Le Prêteur ne s'occupe pas des détails

 


                                                                               « De minimis non curat praetor »

                                                                                                             Adage de droit romain

 

Monsieur et Madame Dupont ont deux enfants.

 

Leur fille, passionnée de langues étrangères, a parcouru sans difficulté toute l’Europe grâce à l’Espace Schengen au cours de voyages touristiques et culturels.

 

A l’occasion de ses périples, elle a rencontré l’Amour et s’est mariée avec un allemand.

Le jeune couple s’est installé provisoirement à Hambourg mais il envisage, peut-être, d’aller vivre soit au Danemark, soit en Finlande.

 

Quant à leur fils, il y a quelques années, grâce au programme Erasmus, il a terminé son cycle universitaire à Londres où il s’est installé provisoirement et où il a également  rencontré l’Amour : il s’est marié avec une belge.

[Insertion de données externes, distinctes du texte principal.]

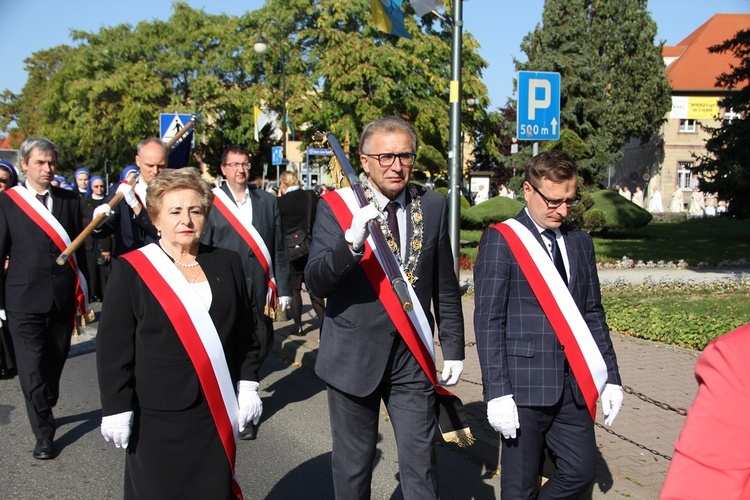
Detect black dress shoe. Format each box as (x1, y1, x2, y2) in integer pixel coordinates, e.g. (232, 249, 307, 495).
(33, 438, 55, 460)
(239, 425, 257, 441)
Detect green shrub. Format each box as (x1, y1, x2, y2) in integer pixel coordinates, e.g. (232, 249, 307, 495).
(602, 280, 750, 350)
(590, 189, 652, 230)
(582, 208, 607, 233)
(461, 196, 525, 230)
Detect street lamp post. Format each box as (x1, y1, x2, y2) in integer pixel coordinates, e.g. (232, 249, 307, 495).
(254, 20, 287, 162)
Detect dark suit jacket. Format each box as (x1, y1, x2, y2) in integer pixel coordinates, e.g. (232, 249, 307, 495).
(96, 244, 261, 416)
(305, 184, 465, 397)
(96, 190, 158, 257)
(474, 209, 621, 408)
(0, 186, 87, 314)
(277, 188, 318, 275)
(202, 183, 292, 315)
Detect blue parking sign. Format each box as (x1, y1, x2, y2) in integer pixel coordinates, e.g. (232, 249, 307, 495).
(517, 72, 561, 141)
(271, 146, 283, 166)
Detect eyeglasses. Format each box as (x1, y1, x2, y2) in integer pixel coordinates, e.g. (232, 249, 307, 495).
(92, 184, 105, 189)
(529, 182, 579, 209)
(362, 152, 416, 168)
(224, 162, 250, 169)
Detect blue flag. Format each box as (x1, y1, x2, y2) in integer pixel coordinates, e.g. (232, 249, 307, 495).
(371, 0, 411, 39)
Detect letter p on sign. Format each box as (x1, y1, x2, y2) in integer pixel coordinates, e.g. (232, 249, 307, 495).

Ils envisagent peut-être d’aller s’installer ultérieurement en Californie. Ces mesures transfrontalières plébiscitent les mesures concrètes adoptées au sein de l’Union Européenne telle le système Erasmus ou la libre circulation des personnes au sein de l’Espace Schengen.

 

Monsieur et Madame Dupont, qui avancent en âge, se sont décidés à consentir une donation-partage à leurs deux enfants en se réservant l’usufruit sur les biens donnés tant pour les actifs français que pour les biens immobiliers possédés à l’étranger, notamment un petit appartement à Londres et une villa en bord de mer en Italie.

 

Transmission, pas de réglementation européenne au plan fiscal

 

Ils décident d’aller voir leur notaire pour connaître les modalités et le coût d’un tel acte, persuadés que cela ne doit poser aucun problème car ils ont lu dans la presse que l’Union Européenne a mis en place un règlement relatif aux successions transfrontalières.

 

Au cours de leur entretien, ils découvrent avec stupeur que leur projet de donation est d’une complexité inextricable ! leur notaire leur explique, en effet, que le règlement européen dont ils font état ne concerne que les successions et les donations et uniquement sur le plan du droit civil, et non sur le plan fiscal ; Bruxelles ne s’est pas préoccupée des conséquences fiscales des successions transfrontalières. Et pourtant cet aspect est essentiel pour tous les contribuables.

 

Pas de notion d’usufruit dans les pays anglo-saxons

 

En outre, il leur précise qu’une donation avec réserve d’usufruit pose un problème par rapport au pays dits de « common law » tels que la Grande-Bretagne ou les Etats-Unis.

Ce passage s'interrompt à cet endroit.